Cross-version Testing in MLflow

MLflow is an open source platform that was developed to manage the ML lifecycle, including experimentation, reproducibility, deployment, and a central model registry. It integrates with many popular ML libraries such as scikit-learn, XGBoost, TensorFlow, and PyTorch to support a broad range of use cases. Databricks offers a diverse computing environment with a wide range of pre-installed libraries, including MLflow, that allow customers to develop models without having to worry about dependency management. For example, the table below shows which XGBoost version is pre-installed in different Databricks Runtime for Machine Learning (MLR) environments:

MLR version

Pre-installed XGBoost version

10.3

1.5.1

10.2

1.5.0

10.1

1.4.2

As we can see, different MLR environments provide different library versions. Additionally, users often want to upgrade libraries to try new features. This range of versions poses a significant compatibility challenge and requires a comprehensive testing strategy. Testing MLflow only against one specific version (for instance, only the latest version) is insufficient; we need to test MLflow against a range of ML library versions that users commonly leverage. Another challenge is that ML libraries are constantly evolving and releasing new versions which may contain breaking changes that are incompatible with the integrations MLflow provides (for instance, removal of an API that MLflow relies on for model serialization). We want to detect such breaking changes as early as possible, ideally even before they are shipped in a new version release. To address these challenges, we have implemented cross-version testing.

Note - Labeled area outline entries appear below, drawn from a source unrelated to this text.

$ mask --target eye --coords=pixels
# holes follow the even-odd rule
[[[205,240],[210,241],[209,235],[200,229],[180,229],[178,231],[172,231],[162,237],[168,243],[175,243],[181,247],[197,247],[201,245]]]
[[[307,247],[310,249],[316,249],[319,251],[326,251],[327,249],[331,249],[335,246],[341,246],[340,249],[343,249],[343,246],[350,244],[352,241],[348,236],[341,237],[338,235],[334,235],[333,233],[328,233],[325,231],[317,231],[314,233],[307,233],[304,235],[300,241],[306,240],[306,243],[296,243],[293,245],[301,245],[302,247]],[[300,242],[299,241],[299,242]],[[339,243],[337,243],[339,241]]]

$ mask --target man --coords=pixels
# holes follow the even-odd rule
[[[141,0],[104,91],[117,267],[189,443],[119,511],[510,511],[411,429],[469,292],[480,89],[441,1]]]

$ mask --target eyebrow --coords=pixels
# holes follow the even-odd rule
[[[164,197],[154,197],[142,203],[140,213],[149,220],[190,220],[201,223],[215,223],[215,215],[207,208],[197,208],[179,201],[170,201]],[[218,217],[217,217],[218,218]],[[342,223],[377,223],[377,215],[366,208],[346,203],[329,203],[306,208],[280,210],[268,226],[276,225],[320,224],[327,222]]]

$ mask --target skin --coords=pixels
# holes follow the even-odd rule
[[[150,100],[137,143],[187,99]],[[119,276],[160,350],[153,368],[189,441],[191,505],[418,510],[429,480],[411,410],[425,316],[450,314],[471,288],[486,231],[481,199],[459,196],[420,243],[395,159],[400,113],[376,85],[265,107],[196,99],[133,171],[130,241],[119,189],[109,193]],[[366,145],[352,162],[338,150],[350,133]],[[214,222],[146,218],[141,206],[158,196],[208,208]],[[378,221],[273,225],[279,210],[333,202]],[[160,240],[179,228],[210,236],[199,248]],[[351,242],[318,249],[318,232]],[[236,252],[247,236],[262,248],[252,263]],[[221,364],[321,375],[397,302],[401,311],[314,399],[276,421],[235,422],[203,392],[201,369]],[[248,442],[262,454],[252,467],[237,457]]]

What is cross-version testing?

Cross-version testing is a testing strategy we implemented to ensure that MLflow is compatible with many versions of widely-used ML libraries (e.g. scikit-learn 1.0 and TensorFlow 2.6.3).

Testing structure

We implemented cross-version testing using GitHub Actions that trigger automatically each day, as well as when a relevant pull request is filed. A test workflow automatically identifies a matrix of versions to test for each of MLflow’s library integrations, creating a separate job for each one. Each of these jobs runs a collection of tests that are relevant to the ML library.

Configuration File

We configure cross-version testing as code using a YAML file that looks like below.

# Integration name
sklearn:
  package_info:
    # Package this integration depends on
    pip_release: "scikit-learn"

    # Command to install the prerelease version of the package
    install_dev: |
      pip install git+https://github.com/scikit-learn/scikit-learn.git

  # Test category. Can be one of ["models", "autologging"]
  # "models" means tests for model serialization and serving
  # "autologging" means tests for autologging
  autologging:
    # Additional requirements to run tests
    # `>= 24.0: ["matplotlib"]` means "Install matplotlib
    # if scikit-learn version is >= 0.24.0"
    requirements:
      ">= 0.24.0": ["matplotlib"]

    # Versions that should not be supported due to unacceptable issues
    unsupported: ["0.22.1"]

    # Minimum supported version
    minimum: "0.20.3"

    # Maximum supported version
    maximum: "1.0.2"

    # Command to run tests
    run: |
      pytest tests/sklearn/autologging

xgboost:
  ...

One of the outcomes of cross-version testing is that MLflow can clearly document which ML library versions it supports and warn users when an installed library version is unsupported. For example, the documentation for the mlflow.sklearn.autolog API provides a range of compatible scikit-learn versions:

Refer to this documentation of the mlflow.sklearn.autolog API for further reading.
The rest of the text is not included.